Image Inpainting Models are Effective Tools for Instruction-guided Image Editing
Xuan Ju, Junhao Zhuang, Zhaoyang Zhang, Yuxuan Bian, Qiang Xu, Ying Shan
TL;DR
Instruction-guided image editing remains challenging when relying on jointly trained LLM-diffusion models or data-heavy fine-tuning. The paper proposes IIIE, a 4-step Inpainting-based Instruction-guided Image Editing pipeline that decouples language understanding from generation by using an LLM to derive editing category, target object, masks, and prompts, followed by localized inpainting-based edits. By avoiding joint fine-tuning and leveraging intermediary guidance, IIIE achieves higher faithfulness, content preservation, and instruction following on the MAGIC benchmark than prior methods. The approach demonstrates that simple, modular integration of LLMs with image inpainting can yield strong editing performance with scalable, explainable steps and provides open-source resources for replication.
Abstract
This is the technique report for the winning solution of the CVPR2024 GenAI Media Generation Challenge Workshop's Instruction-guided Image Editing track. Instruction-guided image editing has been largely studied in recent years. The most advanced methods, such as SmartEdit and MGIE, usually combine large language models with diffusion models through joint training, where the former provides text understanding ability, and the latter provides image generation ability.
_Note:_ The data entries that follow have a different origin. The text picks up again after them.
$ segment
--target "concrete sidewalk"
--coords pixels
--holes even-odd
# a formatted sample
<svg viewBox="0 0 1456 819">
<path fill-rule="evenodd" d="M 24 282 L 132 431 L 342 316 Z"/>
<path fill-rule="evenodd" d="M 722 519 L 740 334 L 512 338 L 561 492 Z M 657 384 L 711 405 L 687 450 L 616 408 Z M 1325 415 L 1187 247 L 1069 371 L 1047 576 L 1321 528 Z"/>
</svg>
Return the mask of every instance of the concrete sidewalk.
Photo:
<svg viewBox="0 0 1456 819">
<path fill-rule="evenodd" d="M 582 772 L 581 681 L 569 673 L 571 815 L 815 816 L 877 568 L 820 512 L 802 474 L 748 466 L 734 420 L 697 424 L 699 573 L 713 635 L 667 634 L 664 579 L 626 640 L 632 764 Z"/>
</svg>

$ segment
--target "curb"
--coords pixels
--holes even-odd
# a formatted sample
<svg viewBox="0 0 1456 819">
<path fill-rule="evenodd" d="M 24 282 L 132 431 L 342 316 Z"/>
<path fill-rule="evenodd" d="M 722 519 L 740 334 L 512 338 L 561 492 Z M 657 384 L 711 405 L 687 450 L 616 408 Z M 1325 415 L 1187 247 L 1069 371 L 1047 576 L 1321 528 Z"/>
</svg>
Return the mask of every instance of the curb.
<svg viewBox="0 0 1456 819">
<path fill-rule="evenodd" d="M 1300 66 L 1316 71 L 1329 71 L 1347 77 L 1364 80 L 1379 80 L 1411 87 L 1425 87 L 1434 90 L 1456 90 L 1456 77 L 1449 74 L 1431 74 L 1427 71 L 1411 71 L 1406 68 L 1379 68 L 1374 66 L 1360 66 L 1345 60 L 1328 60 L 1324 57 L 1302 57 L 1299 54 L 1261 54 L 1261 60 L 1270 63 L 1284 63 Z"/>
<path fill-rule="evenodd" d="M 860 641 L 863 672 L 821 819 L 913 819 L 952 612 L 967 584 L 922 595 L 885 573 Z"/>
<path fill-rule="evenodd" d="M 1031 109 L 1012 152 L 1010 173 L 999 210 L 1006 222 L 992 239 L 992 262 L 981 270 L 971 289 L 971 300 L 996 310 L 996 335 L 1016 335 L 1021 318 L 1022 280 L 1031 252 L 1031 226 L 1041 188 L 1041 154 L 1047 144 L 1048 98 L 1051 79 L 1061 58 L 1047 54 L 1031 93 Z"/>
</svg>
However, in our experiments, we find that simply connecting large language models and image generation models through intermediary guidance such as masks instead of joint fine-tuning leads to a better editing performance and success rate. We use a 4-step process IIIE (Inpainting-based Instruction-guided Image Editing): editing category classification, main editing object identification, editing mask acquisition, and image inpainting. Results show that through proper combinations of language models and image inpainting models, our pipeline can reach a high success rate with satisfying visual quality.